The Toolkit for Adaptive Stochastic Modeling And Non-Intrusive ApproximatioN is a collection of robust libraries for high dimensional integration and interpolation as well as parameter calibration. The code consists of several modules that can be used individually or conjointly. Tasmanian implements a wide range of Sparse Grid methods based on polynomials with global or local support, wavelet and trigonometric (periodic) functions; the methods focus on surrogate modeling with applications of uncertainty quantification. In addition, Tasmanian implements the DiffeRential Evolution Adaptive Metropolis (DREAM) algorithm for generating random samples from an arbitrary (non-separable) probability distribution; DREAM is often used to sample posterior distributions in the context of Bayesian inference and model validation and calibration.
The Trilinos Project is an effort to develop algorithms and enabling technologies within an object-oriented software framework for the solution of large-scale, complex multiphysics engineering and scientific problems. Trillions is organized into 66 different packages, each with a specific focus. These packages include linear and nonlinear solvers, preconditioners (including algebraic multigrid), graph partitioners, eigensolvers, and optimization algorithms, among other things. Users are required to install only the subset of packages related to the problems they are trying to solve. Trilinos supports MPI+X, where X can be CUDA, OpenMP, etc.

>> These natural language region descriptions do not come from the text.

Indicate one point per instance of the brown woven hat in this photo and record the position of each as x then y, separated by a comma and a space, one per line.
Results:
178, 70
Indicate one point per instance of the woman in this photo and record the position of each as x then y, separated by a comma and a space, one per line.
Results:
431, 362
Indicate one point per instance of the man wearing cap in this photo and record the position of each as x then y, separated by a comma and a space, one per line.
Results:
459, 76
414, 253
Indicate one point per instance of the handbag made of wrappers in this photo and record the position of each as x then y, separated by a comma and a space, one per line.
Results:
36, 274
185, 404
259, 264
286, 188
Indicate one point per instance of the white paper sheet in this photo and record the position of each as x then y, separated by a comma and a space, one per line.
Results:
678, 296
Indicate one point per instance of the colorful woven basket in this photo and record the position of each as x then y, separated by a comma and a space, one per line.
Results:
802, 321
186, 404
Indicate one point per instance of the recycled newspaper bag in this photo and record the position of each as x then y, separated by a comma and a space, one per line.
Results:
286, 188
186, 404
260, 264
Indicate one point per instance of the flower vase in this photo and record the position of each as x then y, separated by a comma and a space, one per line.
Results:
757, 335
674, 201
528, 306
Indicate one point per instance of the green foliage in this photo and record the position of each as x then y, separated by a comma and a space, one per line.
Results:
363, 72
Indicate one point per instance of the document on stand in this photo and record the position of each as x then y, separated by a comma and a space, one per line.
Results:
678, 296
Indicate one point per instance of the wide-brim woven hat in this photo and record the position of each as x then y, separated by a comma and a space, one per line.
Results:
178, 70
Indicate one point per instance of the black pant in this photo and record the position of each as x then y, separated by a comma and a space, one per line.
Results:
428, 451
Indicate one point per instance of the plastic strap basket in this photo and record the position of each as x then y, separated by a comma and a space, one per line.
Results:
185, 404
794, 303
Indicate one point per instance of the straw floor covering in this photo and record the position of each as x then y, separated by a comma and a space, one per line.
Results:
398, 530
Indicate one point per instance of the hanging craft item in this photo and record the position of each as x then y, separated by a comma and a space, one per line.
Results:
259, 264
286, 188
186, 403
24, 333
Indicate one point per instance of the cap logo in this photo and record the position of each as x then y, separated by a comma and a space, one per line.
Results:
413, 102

xSDK application packages:
Alquimia provides an API for exposing mature geochemistry and biogeochemistry capabilities to reactive transport codes. Alquimia is not a geochemistry solver; rather, it is a library comprising data structures and interfaces that wrap chemistry solvers from well-established codes like PFLOTRAN and CrunchFlow, thereby allowing developers of new codes to use these solvers with a single interface. We refer to these chemistry solvers as chemistry engines.
PFLOTRAN is an open source, massively parallel subsurface flow and reactive transport code. PFLOTRAN solves a system of generally nonlinear partial differential equations describing multiphase, multicomponent and multiscale reactive flow and transport in porous materials. Parallelization is achieved through domain decomposition using the PETSc. The reactive transport equations can be solved using either a fully implicit Newton-Raphson algorithm or the less robust operator splitting method.